Cornell University Vet Med School Promotes Cat Grooming

“Grooming is also a preventive health measure. Regular brushing or combing gives you a close-up view of the cat’s skin and coat condition, allowing you to spot the early signs of disease…Brushing or combing the coat helps remove fur before the cat swallows it, reducing the incidence of hairballs, a plus in any owner’s book.”  (Cornell University College of Veterinary Medicine’s Feline Health Center.)

I offer weekly brushing and combing appointments. If you’re too busy to brush your cat, call a groomer.

 

What happens if you don’t trim cat claws?

The claws grow longer and longer, eventually becoming long enough to get snagged on furniture — or on you. Ouch.

For some cats, things get much worse. I’ve seen cats with claws embedded in their paw pads. It happens more often than you’d think. The most common scenario is an old cat living with an old person.  The owner loves her cat but due to poor eyesight, doesn’t see the disaster that has befallen her cat.

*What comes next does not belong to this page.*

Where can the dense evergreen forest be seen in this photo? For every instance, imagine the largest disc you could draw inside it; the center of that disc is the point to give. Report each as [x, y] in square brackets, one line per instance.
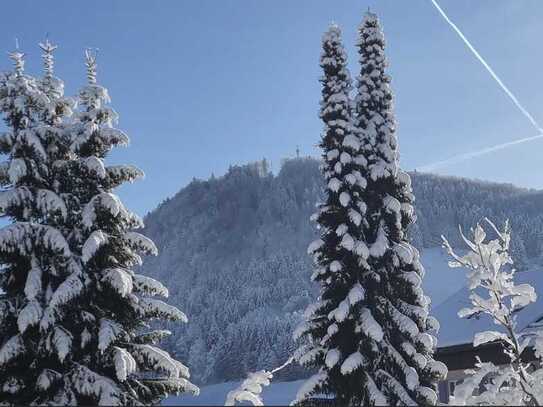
[232, 251]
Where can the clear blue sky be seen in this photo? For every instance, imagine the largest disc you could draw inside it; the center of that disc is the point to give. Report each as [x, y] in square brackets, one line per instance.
[203, 84]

Happens more often that you'd think!
Happens more often that you’d think!

Soft Paws for cats: Pro and Con

Applying tiny plastic covers to cat claws isn’t the easiest thing to do.

I prefer simply trimming the claws, but sometimes that’s not enough.

Soft Paws need to be re-applied every 4-6 weeks. Try the brightly colored Soft Paws, because you can easily see if they’ve come off.

Good candidates for Soft Paws claw covers:

The elderly, people with health conditions causing thin skin or bleeding problems, small children, cats with health conditions causing thin skin/bleeding problem/chronic itching/OCD issues, aggressive cats, households with antique furniture, cats that bat their owner’s eyeballs, cats that get stuck to the rug.

Soft paws are bad for:

Outdoor cats, cats owned by people that can’t maintain a 4-6 week Soft Paw schedule, some OCD nail biters.*

*Thanks to cat groomer Beth Cornell Rex for this description of who should and shouldn’t use Soft Paws.